Sorry for the confusion, and thank you for your reply. I am getting an RMSF curve where there are the connections as there are above when I use -res. I see that you mentioned to separate the chains, but have not been able to do so using make_ndx.

You have to create index groups by ranges of residues or provide an input coordinate file (PDB) that supports chain identifiers (and has them) so you can make the selection that way.

I see, thank you for your reply. I attempted this by using gmx editconf -f protein.tpr -o protein.pdb to create a pdb file. Next, I used gmx make_ndx -f protein.pdb -o prot.ndx. With this, I am not seeing the chain identifiers in the menu. Have I made some error in this approach?

Does “protein.pdb” have a valid chain identifier in it?

If it does, it’s a simple matter of specifying “chain A,” “chain B,” etc. at the make_ndx prompt.

How can I check this? It does not seem to be available through make_ndx.

Inspect the PDB file for chain identifiers. If they’re not there, add them (editconf -label, etc.). The option to select by chain is absolutely part of the make_ndx syntax. I just used it to confirm.

Analysing Protein...

  0 System              :  1079 atoms
  1 Protein             :  1001 atoms
  2 Protein-H           :  1001 atoms
  3 C-alpha             :   129 atoms
  4 Backbone            :   387 atoms
  5 MainChain           :   517 atoms
  6 MainChain+Cb        :   634 atoms
  7 MainChain+H         :   517 atoms
  8 SideChain           :   484 atoms
  9 SideChain-H         :   484 atoms
 10 Prot-Masses         :  1001 atoms
 11 non-Protein         :    78 atoms
 12 Water               :    78 atoms
 13 SOL                 :    78 atoms
 14 non-Water           :  1001 atoms

 nr : group      '!': not  'name' nr name   'splitch' nr    Enter: list groups
 'a': atom       '&': and  'del' nr         'splitres' nr   'l': list residues
 't': atom type  '|': or   'keep' nr        'splitat' nr    'h': help
 'r': residue              'res' nr         'chain' char
 "name": group             'case': case sensitive           'q': save and quit
 'ri': residue index

> chain A

Found 1079 atoms with chain identifier A

 15 chA                 :  1079 atoms

Thank you, that worked as well. But, after using the -res identifier I still get an RMSF plot as above, where some of the peaks are connected. What else may cause this?

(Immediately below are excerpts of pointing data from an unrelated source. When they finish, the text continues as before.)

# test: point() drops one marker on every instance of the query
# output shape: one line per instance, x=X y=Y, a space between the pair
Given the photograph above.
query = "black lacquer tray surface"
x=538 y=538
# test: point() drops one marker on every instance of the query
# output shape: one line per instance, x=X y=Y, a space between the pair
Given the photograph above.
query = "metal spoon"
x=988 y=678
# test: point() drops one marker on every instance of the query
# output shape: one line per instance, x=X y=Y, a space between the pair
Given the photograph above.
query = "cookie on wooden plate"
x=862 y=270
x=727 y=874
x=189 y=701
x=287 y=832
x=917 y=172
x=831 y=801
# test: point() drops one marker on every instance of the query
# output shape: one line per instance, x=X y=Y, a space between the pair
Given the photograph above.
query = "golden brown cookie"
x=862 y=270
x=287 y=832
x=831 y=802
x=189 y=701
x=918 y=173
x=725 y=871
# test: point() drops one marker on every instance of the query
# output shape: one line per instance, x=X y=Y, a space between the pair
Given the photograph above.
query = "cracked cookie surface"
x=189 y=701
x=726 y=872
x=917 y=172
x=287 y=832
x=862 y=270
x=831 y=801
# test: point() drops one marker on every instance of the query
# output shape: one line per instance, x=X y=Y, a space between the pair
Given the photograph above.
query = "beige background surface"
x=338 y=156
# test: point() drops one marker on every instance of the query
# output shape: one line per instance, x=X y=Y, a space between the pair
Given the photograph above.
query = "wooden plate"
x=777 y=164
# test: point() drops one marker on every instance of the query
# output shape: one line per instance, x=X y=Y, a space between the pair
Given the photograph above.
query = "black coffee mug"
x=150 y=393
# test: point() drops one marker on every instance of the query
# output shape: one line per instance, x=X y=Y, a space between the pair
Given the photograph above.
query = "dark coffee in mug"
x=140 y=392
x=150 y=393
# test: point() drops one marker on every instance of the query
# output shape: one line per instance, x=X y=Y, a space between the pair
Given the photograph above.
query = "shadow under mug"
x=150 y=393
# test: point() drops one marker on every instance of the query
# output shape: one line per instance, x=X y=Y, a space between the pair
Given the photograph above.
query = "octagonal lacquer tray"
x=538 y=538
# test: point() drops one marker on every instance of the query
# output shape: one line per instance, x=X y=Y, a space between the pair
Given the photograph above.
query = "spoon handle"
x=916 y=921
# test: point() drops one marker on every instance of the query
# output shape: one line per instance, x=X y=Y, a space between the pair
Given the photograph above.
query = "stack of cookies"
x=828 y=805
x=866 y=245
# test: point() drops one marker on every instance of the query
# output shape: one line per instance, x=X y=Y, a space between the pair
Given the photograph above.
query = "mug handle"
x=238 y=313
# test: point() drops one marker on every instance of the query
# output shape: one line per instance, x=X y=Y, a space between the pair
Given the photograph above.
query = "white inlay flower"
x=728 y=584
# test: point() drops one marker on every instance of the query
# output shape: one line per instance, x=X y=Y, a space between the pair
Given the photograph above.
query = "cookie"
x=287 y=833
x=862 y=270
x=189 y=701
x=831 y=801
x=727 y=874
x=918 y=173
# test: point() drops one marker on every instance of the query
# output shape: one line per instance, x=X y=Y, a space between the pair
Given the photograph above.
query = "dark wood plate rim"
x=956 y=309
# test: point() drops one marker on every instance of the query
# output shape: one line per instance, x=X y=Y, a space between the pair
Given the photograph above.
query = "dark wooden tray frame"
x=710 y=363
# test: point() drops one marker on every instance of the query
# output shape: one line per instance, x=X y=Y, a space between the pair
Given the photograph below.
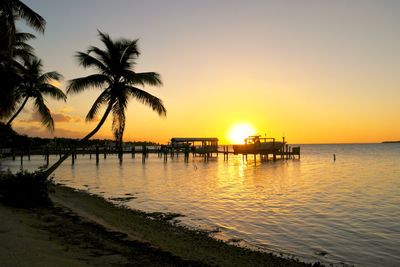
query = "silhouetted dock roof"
x=193 y=139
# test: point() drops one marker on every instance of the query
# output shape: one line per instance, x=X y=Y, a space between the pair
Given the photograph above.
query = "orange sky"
x=315 y=71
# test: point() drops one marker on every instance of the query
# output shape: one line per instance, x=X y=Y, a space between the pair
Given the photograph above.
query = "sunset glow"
x=293 y=70
x=238 y=132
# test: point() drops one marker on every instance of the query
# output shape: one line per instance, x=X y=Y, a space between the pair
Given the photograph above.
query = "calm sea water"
x=343 y=211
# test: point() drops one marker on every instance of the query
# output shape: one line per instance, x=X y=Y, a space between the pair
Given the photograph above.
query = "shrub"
x=25 y=189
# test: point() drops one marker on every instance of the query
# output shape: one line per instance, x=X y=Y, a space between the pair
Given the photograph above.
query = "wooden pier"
x=207 y=148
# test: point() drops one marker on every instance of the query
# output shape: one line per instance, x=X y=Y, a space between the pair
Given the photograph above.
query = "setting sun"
x=238 y=132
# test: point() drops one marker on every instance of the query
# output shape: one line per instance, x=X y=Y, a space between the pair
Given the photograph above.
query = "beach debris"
x=169 y=216
x=121 y=199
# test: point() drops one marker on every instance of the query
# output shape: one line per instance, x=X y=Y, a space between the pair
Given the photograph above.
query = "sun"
x=239 y=131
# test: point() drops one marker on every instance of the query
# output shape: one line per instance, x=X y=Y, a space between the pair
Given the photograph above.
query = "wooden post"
x=97 y=154
x=47 y=155
x=73 y=155
x=22 y=156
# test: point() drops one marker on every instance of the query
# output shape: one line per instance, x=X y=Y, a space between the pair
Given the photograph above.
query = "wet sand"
x=85 y=230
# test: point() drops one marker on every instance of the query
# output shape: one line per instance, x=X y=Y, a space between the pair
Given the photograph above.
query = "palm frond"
x=50 y=76
x=32 y=18
x=101 y=99
x=52 y=91
x=143 y=78
x=79 y=84
x=86 y=60
x=44 y=113
x=147 y=99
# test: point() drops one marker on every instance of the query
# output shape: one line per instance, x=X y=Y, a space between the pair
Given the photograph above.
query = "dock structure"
x=206 y=148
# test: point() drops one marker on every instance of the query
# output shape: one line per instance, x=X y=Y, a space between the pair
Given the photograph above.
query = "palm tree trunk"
x=51 y=169
x=18 y=111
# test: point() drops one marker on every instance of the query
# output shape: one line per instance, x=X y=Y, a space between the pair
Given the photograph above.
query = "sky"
x=314 y=71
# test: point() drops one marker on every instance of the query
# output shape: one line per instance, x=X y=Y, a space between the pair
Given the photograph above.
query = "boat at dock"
x=259 y=145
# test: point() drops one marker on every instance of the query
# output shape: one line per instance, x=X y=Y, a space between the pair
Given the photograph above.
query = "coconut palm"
x=10 y=72
x=34 y=84
x=117 y=79
x=10 y=11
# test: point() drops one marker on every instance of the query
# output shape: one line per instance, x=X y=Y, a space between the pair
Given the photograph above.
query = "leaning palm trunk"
x=18 y=111
x=51 y=169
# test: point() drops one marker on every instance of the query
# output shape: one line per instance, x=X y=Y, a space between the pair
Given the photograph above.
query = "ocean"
x=338 y=212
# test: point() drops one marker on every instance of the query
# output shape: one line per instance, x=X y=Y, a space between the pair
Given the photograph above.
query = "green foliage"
x=24 y=189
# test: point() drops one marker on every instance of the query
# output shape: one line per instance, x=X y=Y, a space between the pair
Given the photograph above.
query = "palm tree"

@L_k please provide all relevant commands, how you created the index group, and upload/embed the image of your RMSF plot. So far, I’ve been working blind. It’s really hard to make any suggestions that way.

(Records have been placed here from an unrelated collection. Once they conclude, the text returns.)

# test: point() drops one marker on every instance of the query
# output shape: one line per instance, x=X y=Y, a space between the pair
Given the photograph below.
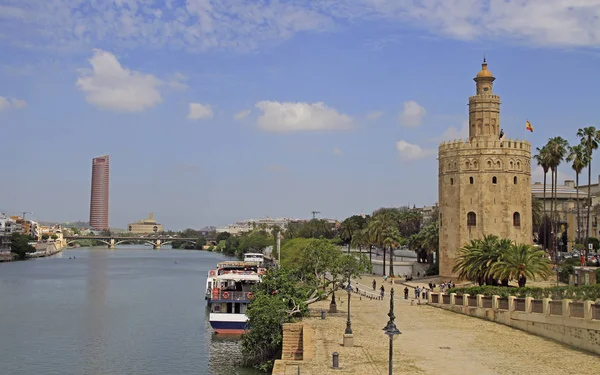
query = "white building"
x=240 y=227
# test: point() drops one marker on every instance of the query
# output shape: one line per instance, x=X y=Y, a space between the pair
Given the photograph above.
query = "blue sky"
x=215 y=111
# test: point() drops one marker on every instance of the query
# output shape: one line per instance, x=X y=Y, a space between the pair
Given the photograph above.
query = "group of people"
x=419 y=292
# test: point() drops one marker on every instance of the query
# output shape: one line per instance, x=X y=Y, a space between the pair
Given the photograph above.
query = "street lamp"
x=391 y=330
x=348 y=323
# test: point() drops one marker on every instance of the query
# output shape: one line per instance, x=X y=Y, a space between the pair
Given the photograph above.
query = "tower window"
x=517 y=219
x=471 y=219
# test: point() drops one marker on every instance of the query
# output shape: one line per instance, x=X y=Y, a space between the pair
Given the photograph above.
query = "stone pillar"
x=511 y=303
x=495 y=302
x=587 y=310
x=566 y=307
x=546 y=305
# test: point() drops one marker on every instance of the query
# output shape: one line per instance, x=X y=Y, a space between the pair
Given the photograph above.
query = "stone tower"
x=484 y=183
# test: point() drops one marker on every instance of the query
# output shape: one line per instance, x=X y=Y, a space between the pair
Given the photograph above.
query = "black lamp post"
x=391 y=330
x=348 y=323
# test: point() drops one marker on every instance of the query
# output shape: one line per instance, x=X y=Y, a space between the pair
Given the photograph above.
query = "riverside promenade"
x=433 y=341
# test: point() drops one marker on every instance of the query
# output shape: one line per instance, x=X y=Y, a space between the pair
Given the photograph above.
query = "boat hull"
x=232 y=324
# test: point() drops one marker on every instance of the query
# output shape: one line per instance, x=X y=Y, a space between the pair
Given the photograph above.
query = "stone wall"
x=575 y=323
x=297 y=346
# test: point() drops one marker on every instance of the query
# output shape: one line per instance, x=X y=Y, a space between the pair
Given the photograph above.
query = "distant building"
x=99 y=194
x=429 y=213
x=148 y=225
x=242 y=226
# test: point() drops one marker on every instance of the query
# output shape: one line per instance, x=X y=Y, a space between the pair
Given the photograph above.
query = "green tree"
x=19 y=245
x=589 y=140
x=543 y=160
x=579 y=159
x=521 y=262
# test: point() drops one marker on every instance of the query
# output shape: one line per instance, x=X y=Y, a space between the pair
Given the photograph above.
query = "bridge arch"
x=99 y=240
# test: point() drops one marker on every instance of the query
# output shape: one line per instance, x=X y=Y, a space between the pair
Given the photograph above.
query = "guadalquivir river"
x=133 y=311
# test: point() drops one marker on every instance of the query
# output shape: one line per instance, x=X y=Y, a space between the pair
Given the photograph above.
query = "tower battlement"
x=459 y=144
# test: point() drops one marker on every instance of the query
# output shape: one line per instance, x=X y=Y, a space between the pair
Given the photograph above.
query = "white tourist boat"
x=229 y=291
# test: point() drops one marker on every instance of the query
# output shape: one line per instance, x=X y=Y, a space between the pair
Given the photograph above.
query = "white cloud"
x=8 y=103
x=109 y=85
x=412 y=114
x=537 y=175
x=243 y=24
x=409 y=151
x=177 y=82
x=290 y=117
x=200 y=111
x=453 y=133
x=242 y=114
x=374 y=115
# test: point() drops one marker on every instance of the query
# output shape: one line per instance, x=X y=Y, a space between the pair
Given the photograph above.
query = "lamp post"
x=348 y=330
x=392 y=331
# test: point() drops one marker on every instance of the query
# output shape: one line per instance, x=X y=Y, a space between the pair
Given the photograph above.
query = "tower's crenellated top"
x=506 y=146
x=484 y=72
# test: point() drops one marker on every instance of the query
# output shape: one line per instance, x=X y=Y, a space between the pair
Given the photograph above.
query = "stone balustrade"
x=575 y=323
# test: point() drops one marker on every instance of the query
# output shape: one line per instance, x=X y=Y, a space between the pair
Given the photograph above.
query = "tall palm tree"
x=589 y=140
x=543 y=160
x=536 y=212
x=521 y=262
x=381 y=226
x=578 y=157
x=557 y=148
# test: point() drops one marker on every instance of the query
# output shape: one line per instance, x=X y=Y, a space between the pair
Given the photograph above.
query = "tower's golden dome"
x=484 y=72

@jalemkul I apologize for the inconvenience. Here are the steps I have carried out:

  1. gmx editconf -f protein.tpr -o protein.pdb
  2. gmx make_ndx -f protein.pdb -o protA.ndx
    –make selection: chain A
  3. gmx rmsf -s protein.tpr -f protein_center.xtc -n protA.ndx -o rmsf.xvg
  4. convert xvg to csv and open in Excel to create plot

The plot appears like this:

Thank you for your time.

What do you think is wrong with the plot? Looks reasonable to me. Appears that there is a couple of segments where the residue number jumps by around 20.

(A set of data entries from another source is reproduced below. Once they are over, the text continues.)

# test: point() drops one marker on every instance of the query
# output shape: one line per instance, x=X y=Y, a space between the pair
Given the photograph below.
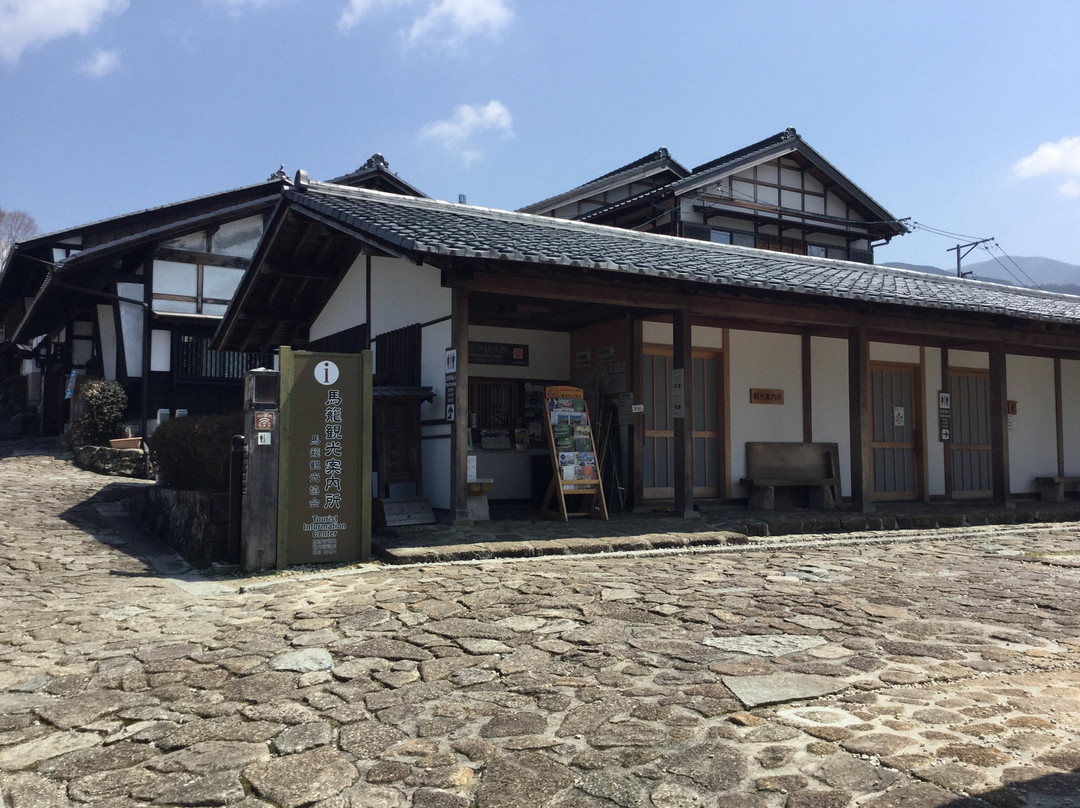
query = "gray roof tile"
x=432 y=228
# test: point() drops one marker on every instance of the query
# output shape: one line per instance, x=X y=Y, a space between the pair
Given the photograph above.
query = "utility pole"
x=960 y=255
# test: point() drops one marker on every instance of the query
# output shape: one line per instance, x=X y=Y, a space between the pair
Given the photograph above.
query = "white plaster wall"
x=935 y=449
x=404 y=294
x=828 y=400
x=973 y=360
x=891 y=352
x=435 y=450
x=770 y=361
x=1070 y=415
x=701 y=336
x=1033 y=440
x=107 y=331
x=348 y=307
x=549 y=353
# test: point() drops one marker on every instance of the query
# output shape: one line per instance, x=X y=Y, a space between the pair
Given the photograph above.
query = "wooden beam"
x=807 y=390
x=859 y=409
x=756 y=309
x=999 y=427
x=459 y=434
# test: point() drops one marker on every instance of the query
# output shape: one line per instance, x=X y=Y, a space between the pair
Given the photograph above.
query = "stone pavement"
x=939 y=670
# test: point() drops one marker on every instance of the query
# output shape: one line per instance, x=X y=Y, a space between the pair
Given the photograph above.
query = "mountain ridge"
x=1048 y=273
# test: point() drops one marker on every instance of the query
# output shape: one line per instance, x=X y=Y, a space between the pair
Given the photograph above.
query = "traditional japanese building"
x=931 y=387
x=137 y=298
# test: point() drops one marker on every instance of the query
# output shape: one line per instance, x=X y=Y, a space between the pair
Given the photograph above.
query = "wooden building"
x=932 y=387
x=137 y=298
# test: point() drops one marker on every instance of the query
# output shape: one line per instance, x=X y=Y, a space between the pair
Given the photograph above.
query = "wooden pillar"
x=683 y=408
x=859 y=411
x=635 y=435
x=947 y=454
x=147 y=344
x=807 y=391
x=459 y=429
x=999 y=427
x=1060 y=416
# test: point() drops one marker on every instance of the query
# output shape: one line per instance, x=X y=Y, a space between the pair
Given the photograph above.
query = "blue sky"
x=961 y=116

I’m not going to try to guess what Microsoft products do, because it’s usually weird. I would strongly recommend breaking away from such software and using normal scientific plotting tools.

What do you expect from the plot? How many residues do you have in each chain? How does this output differ from what you were expecting? It looks like there may be three separate traces, indicating a homotrimer?